BBC Radio 4 presenters Sarah Montague and Evan Davis recently compared the economic wellbeing of Generation Z against that of Late Boomers.

This discussion highlights a growing tension regarding intergenerational equity. As Gen Z enters the workforce, the disparity in housing affordability and pension prospects suggests a systemic shift in how wealth is accumulated and held across different age cohorts.

Montague and Davis, both Late Boomers, focused on the specific financial hurdles facing younger people, such as the rising costs of university education. The broadcast examined whether Late Boomers are the luckiest generation financially due to the economic conditions they encountered early in their careers.

The conversation touched on broader global trends regarding generational wealth. In Canada, for example, baby boomers hold approximately 50% of the country's total wealth [1]. This concentration of assets creates a significant barrier for younger generations attempting to enter the property market.

Perspectives on whether Gen Z can close this gap vary by region. Some reports suggest that Gen X, millennials, and Gen Z still have a chance to catch up to the wealth of boomers [1]. However, other analysis indicates that boomers became the richest generation and younger cohorts may never reach the same financial standing [1].

Additional debates have surfaced regarding government intervention. Some recent budget measures have been presented as a historic shift toward inter-generational fairness for Gen Z, millennials, and Gen X [1]. Conversely, discussions on BBC Newsnight have framed Late Boomers as historically lucky, implying that the structural advantages of the past are no longer available to those entering the economy today.

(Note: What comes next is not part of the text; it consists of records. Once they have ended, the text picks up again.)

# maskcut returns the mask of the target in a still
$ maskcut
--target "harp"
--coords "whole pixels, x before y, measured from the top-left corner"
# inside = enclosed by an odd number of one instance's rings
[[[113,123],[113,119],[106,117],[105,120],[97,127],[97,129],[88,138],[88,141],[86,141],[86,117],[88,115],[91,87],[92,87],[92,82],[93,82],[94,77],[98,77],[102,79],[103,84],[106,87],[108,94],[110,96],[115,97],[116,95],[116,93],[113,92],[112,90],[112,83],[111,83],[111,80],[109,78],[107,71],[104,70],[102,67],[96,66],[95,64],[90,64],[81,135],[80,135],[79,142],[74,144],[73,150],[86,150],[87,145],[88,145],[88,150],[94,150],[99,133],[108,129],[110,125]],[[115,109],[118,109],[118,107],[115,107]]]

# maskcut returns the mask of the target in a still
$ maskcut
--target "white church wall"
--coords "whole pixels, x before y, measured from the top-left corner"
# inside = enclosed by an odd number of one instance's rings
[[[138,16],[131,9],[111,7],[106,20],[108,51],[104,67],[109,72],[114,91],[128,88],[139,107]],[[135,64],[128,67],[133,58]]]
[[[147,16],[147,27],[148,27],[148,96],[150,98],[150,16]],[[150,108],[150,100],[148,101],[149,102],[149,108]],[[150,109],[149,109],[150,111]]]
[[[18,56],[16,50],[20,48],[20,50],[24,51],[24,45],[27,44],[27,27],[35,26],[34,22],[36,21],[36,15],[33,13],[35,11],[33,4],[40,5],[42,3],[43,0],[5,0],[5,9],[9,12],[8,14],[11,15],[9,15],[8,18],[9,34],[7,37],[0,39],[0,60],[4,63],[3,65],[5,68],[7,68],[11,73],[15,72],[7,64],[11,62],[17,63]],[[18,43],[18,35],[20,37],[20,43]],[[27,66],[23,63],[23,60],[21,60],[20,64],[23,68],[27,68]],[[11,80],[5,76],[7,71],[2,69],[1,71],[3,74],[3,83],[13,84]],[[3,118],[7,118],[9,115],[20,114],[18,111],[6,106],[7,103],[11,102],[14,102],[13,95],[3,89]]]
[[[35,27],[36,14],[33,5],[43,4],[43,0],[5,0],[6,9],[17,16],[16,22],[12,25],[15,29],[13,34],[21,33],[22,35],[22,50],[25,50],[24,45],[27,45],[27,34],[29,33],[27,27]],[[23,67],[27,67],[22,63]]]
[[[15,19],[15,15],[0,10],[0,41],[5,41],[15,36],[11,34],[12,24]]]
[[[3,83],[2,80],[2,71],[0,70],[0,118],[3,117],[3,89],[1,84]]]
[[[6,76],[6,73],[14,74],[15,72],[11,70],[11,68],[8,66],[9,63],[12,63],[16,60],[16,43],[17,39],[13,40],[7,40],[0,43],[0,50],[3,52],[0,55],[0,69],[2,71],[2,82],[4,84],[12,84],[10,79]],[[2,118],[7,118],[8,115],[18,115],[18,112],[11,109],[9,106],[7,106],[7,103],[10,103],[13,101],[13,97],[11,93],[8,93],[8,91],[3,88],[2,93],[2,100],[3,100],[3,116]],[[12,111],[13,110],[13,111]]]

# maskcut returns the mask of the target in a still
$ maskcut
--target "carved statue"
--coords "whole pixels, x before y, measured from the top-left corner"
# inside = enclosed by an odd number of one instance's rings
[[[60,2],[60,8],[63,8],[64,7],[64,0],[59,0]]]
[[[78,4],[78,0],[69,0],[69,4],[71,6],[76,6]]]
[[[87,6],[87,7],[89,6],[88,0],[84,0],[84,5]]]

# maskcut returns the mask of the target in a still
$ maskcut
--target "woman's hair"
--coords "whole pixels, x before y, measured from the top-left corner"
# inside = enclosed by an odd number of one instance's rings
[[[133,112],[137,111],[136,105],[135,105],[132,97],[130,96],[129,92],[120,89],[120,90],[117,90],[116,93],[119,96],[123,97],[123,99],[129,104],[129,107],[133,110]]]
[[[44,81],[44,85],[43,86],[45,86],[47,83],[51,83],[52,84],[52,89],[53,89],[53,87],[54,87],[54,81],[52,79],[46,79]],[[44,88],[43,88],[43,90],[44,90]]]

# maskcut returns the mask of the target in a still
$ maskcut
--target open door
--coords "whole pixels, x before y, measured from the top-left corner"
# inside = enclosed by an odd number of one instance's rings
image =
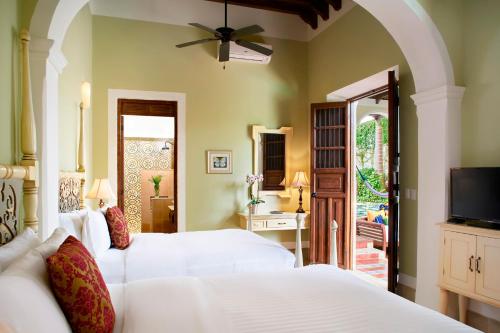
[[[311,105],[311,263],[329,262],[335,220],[338,265],[350,268],[349,133],[347,102]]]
[[[399,86],[394,71],[388,72],[389,115],[389,272],[388,289],[396,292],[399,274]]]

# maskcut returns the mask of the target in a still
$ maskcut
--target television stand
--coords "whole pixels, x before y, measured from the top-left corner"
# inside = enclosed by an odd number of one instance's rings
[[[500,230],[500,223],[494,223],[489,221],[467,220],[467,219],[458,219],[452,217],[447,222],[450,224],[466,225],[469,227]]]
[[[500,231],[455,223],[440,228],[440,311],[446,314],[450,292],[458,294],[463,323],[469,299],[500,307]]]

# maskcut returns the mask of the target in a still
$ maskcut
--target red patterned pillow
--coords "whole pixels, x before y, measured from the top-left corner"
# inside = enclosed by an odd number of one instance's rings
[[[108,222],[111,244],[117,249],[127,248],[130,242],[127,222],[123,216],[122,210],[115,206],[106,211],[106,221]]]
[[[94,258],[73,236],[47,258],[52,291],[73,332],[113,332],[115,310]]]

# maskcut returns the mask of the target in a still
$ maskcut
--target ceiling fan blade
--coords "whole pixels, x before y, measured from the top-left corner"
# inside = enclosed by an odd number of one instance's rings
[[[268,49],[267,47],[260,46],[258,44],[246,41],[246,40],[238,39],[236,41],[236,44],[243,46],[243,47],[246,47],[247,49],[253,50],[255,52],[259,52],[259,53],[264,54],[266,56],[270,56],[271,54],[273,54],[273,50]]]
[[[231,37],[241,37],[241,36],[246,36],[246,35],[253,35],[253,34],[258,34],[264,32],[264,29],[260,25],[250,25],[245,28],[241,28],[238,30],[233,31],[231,34]]]
[[[193,27],[196,27],[196,28],[199,28],[199,29],[201,29],[201,30],[205,30],[205,31],[207,31],[207,32],[210,32],[210,33],[214,34],[214,35],[215,35],[215,36],[217,36],[217,37],[221,37],[221,36],[222,36],[222,34],[221,34],[220,32],[218,32],[218,31],[216,31],[216,30],[214,30],[214,29],[212,29],[212,28],[209,28],[209,27],[207,27],[207,26],[204,26],[203,24],[199,24],[199,23],[189,23],[189,25],[192,25]]]
[[[219,46],[219,61],[229,61],[229,42],[222,42]]]
[[[186,46],[191,46],[191,45],[196,45],[196,44],[207,43],[207,42],[211,42],[211,41],[214,41],[214,40],[217,40],[217,38],[205,38],[205,39],[195,40],[195,41],[192,41],[192,42],[178,44],[178,45],[176,45],[176,47],[179,47],[179,48],[180,47],[186,47]]]

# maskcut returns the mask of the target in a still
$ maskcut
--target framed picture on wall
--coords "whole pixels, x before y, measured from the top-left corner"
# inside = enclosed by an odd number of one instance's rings
[[[233,152],[207,150],[207,173],[233,173]]]

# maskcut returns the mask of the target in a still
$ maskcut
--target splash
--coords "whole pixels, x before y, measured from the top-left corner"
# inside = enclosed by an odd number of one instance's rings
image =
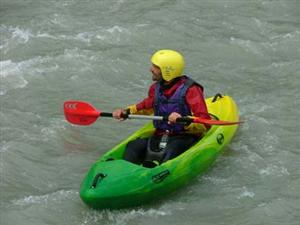
[[[11,60],[0,62],[0,95],[5,95],[9,90],[27,86],[28,81],[22,75],[22,71],[28,68],[29,64],[13,63]]]
[[[12,204],[18,206],[27,206],[32,204],[47,204],[48,202],[62,202],[72,196],[78,196],[75,190],[59,190],[45,195],[29,195],[22,199],[13,200]]]

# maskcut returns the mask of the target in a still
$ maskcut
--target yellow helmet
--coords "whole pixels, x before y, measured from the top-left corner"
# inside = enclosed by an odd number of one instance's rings
[[[159,50],[152,55],[151,62],[160,68],[162,77],[166,81],[182,76],[184,58],[179,52]]]

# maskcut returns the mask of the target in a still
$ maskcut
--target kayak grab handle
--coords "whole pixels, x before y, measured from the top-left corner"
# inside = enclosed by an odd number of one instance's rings
[[[212,102],[215,102],[215,101],[217,101],[217,100],[218,100],[218,98],[223,98],[223,96],[222,96],[220,93],[217,93],[217,94],[214,96],[214,98],[213,98]]]
[[[169,175],[170,175],[170,171],[169,170],[164,170],[164,171],[152,176],[152,182],[153,183],[160,183],[164,179],[166,179],[167,176],[169,176]]]
[[[91,188],[96,188],[96,186],[97,186],[97,184],[98,184],[98,181],[99,181],[99,180],[103,180],[106,176],[107,176],[107,175],[104,174],[104,173],[98,173],[98,174],[95,176],[94,180],[93,180],[93,183],[92,183]]]

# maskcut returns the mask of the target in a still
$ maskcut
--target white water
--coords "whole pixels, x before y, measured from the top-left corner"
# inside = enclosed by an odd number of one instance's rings
[[[0,224],[284,224],[300,210],[300,2],[19,1],[0,5]],[[180,50],[245,124],[204,176],[135,209],[79,199],[89,166],[143,121],[68,124],[62,104],[137,102],[151,54]]]

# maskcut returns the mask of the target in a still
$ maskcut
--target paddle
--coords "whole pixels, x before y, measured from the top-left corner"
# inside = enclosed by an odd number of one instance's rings
[[[94,123],[99,117],[113,117],[112,113],[101,112],[94,106],[83,101],[66,101],[64,103],[64,113],[67,121],[72,124],[87,126]],[[162,120],[168,121],[165,116],[146,116],[146,115],[126,115],[129,119]],[[236,125],[241,122],[230,122],[221,120],[203,119],[200,117],[181,117],[176,120],[178,123],[202,123],[209,125]]]

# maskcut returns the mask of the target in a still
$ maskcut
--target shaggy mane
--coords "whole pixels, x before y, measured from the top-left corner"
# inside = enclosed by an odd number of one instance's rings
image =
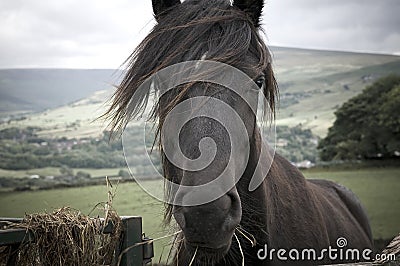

Late Boomers are the historically luckiest generation.

The economic divide between Late Boomers and Gen Z is not merely a matter of individual savings, but a reflection of structural changes in the global economy. The combination of soaring education costs and a housing market dominated by older asset-holders suggests that traditional paths to wealth—such as home ownership and stable pensions—are becoming less accessible, potentially leading to long-term societal instability if not addressed by policy shifts.